ECLI:NL:RBHAA:2010:BN5507
Rechtbank Haarlem
- Raadkamer
- Rechtspraak.nl
Beëindiging van strafzaak wegens gebrek aan belang na sepot door het Openbaar Ministerie
In deze zaak heeft de rechtbank Haarlem op 29 juli 2010 uitspraak gedaan in een verzoekschrift van verzoeker, vertegenwoordigd door zijn raadsman mr. W.H. Jebbink. Verzoeker was verdacht van het slaan van een beveiligingsmedewerker tijdens een evenement op 12 september 2009. Het Openbaar Ministerie heeft echter op 20 mei 2010 per brief aan de raadsman meegedeeld dat de zaak is geseponeerd wegens gebrek aan bewijs. Dit sepot is onvoorwaardelijk verklaard.
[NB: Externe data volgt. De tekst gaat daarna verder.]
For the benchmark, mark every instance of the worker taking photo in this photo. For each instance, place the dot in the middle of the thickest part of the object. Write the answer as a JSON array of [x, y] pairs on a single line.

De raadsman heeft namens verzoeker verzocht om beëindiging van de strafzaak op grond van artikel 36 van het Wetboek van Strafvordering, met het argument dat verzoeker recht heeft op duidelijkheid over de tegen hem aangevangen vervolging. De rechtbank heeft vastgesteld dat verzoeker op 21 juni 2010 schriftelijk is geïnformeerd over het sepot, waardoor er geen onzekerheid meer bestaat over de vervolging. De rechtbank oordeelt dat verzoeker geen belang meer heeft bij de behandeling van het verzoekschrift, aangezien de strafzaak door het onvoorwaardelijk sepot is beëindigd.
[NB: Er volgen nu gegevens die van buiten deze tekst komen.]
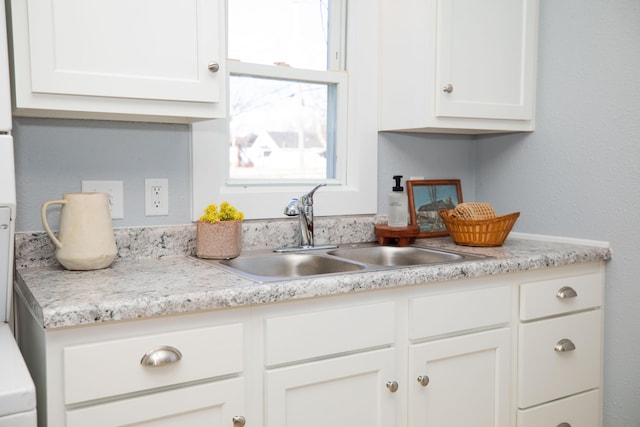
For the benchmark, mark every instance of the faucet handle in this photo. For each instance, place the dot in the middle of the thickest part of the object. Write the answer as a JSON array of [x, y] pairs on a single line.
[[307, 199], [292, 208]]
De rechtbank verklaart verzoeker niet-ontvankelijk in zijn verzoekschrift, omdat het belang van de verdachte voorop staat en in dit geval is voldaan aan de voorwaarden van artikel 36 Sv. De rechtbank benadrukt dat de raadsman met zijn argumenten voorbijgaat aan de wettelijke bepalingen die de behandeling van verzoeken als bedoeld in artikel 36 Sv regelen. De beslissing van de rechtbank is daarmee in lijn met de wetgeving en de procedurele vereisten.